Palaeoproteomics is the study of ancient proteins preserved in fossils. Because proteins survive far longer than ancient DNA (aDNA), which lasts about 1m years, the field extends the molecular study of extinct species by roughly ten-fold.
Two studies published in Nature on July 9th 2025 dramatically extended the timeline of reliable protein recovery. A team from Harvard University and the Smithsonian Institution extracted proteins from the tooth enamel of large African animals in Kenya's Turkana Basin, dating from 1.5m to as much as 29m years old (with high confidence up to 18m years). The fact that proteins survived in one of the warmest places on Earth, where biological molecules easily break down, suggested that even older proteins could be found in cooler climates.
A separate team from the University of Copenhagen confirmed this. In the Haughton Crater in the Canadian Arctic, they extracted protein sequences from the tooth of a 24m-year-old rhinocerotid, a squat, single-horned mammal in the rhinoceros family.
Both teams recovered proteins from tooth enamel, the hardest substance in vertebrates' bodies. They ground the enamel to a powder and applied a chemical solution to draw out the proteins. To confirm the proteins were genuine and not modern contamination, they identified chemical damage accrued over time through a process called diagenesis.
Comparing recovered protein sequences against databases of known proteins allows scientists to place extinct species on the tree of life. The Harvard study, for instance, suggests that an 18m-year-old creature in the Anthracotheriidae family is probably the ancestor of modern hippos, whereas the close relatives of a rhino-like animal called Arsinoitherium, thought to be 29m years old, are all extinct.

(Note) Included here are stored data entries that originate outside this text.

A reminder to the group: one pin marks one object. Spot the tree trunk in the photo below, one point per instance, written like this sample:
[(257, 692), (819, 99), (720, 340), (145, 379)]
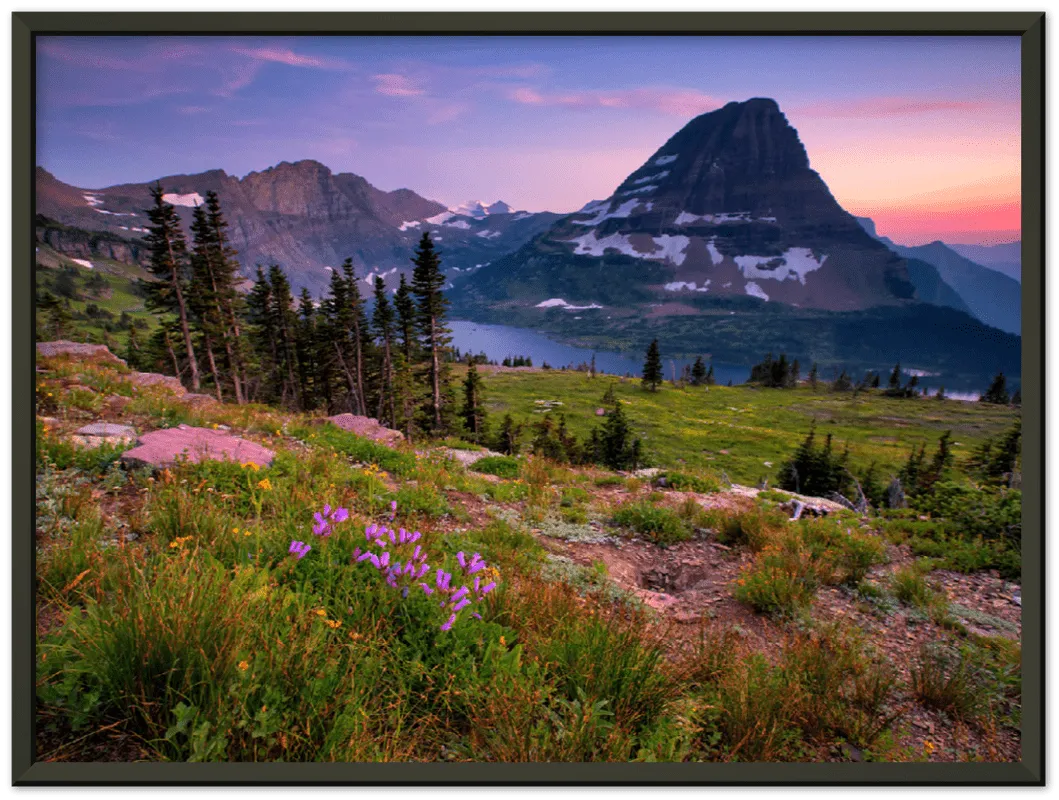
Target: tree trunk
[(183, 321), (213, 368)]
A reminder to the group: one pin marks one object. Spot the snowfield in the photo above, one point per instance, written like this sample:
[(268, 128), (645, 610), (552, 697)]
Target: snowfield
[(189, 200)]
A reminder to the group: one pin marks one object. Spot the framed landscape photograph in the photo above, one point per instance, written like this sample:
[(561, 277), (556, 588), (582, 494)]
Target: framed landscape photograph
[(527, 397)]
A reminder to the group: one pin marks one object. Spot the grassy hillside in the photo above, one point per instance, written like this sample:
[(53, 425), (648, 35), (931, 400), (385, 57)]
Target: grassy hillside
[(748, 431), (176, 622)]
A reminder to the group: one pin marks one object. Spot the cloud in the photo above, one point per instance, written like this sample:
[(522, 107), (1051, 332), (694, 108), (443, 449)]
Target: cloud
[(890, 106), (676, 102), (396, 86), (289, 57), (447, 112)]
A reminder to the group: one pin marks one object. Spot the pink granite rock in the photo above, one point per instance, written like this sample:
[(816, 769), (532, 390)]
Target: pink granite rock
[(368, 427), (77, 350), (162, 447), (154, 378)]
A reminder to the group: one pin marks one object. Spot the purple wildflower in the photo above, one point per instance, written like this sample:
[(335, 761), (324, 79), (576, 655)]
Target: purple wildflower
[(299, 549)]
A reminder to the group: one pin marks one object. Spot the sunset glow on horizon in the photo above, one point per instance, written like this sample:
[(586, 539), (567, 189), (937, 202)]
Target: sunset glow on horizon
[(922, 135)]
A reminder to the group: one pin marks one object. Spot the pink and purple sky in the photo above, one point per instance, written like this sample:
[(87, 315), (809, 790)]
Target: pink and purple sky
[(920, 134)]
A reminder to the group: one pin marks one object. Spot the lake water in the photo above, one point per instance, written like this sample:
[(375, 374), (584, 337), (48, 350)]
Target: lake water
[(500, 341)]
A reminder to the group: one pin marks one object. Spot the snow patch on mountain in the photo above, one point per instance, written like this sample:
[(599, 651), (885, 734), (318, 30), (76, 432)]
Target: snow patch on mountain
[(438, 218), (689, 285), (647, 178), (622, 212), (797, 263), (187, 200), (671, 247), (715, 255), (754, 290), (560, 303)]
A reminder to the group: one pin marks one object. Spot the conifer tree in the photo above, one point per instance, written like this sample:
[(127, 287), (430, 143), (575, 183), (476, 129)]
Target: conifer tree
[(895, 377), (508, 437), (698, 372), (473, 410), (997, 393), (382, 322), (168, 264), (652, 368), (427, 284)]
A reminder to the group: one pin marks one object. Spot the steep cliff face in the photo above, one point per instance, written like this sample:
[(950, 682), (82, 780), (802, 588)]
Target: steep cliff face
[(728, 206), (305, 218)]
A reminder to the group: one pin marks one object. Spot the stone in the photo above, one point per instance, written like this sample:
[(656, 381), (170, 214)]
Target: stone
[(154, 378), (366, 427), (78, 350), (197, 400), (163, 447)]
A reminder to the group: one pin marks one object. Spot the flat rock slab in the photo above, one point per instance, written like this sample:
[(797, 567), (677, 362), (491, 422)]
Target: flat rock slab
[(368, 427), (197, 400), (77, 349), (155, 378), (163, 447), (467, 457)]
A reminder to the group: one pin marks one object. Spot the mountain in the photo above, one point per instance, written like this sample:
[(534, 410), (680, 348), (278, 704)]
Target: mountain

Future analyses of carbon and nitrogen isotopes within preserved proteins could offer insights into the diet, environment and migratory behaviour of extinct species. Because some proteins in tooth enamel vary between the sexes, they could also help determine the sex of fossils, which can otherwise be tricky.
In 2009 researchers from North Carolina State University retrieved fragments of collagen protein from an 80m-year-old duck-billed dinosaur called Brachylophosaurus canadensis. Although degraded into small bits, the collagen was confirmed to be of a specific kind now found only in birds. Better-preserved proteins yet to be found might reveal even more about deep evolutionary history.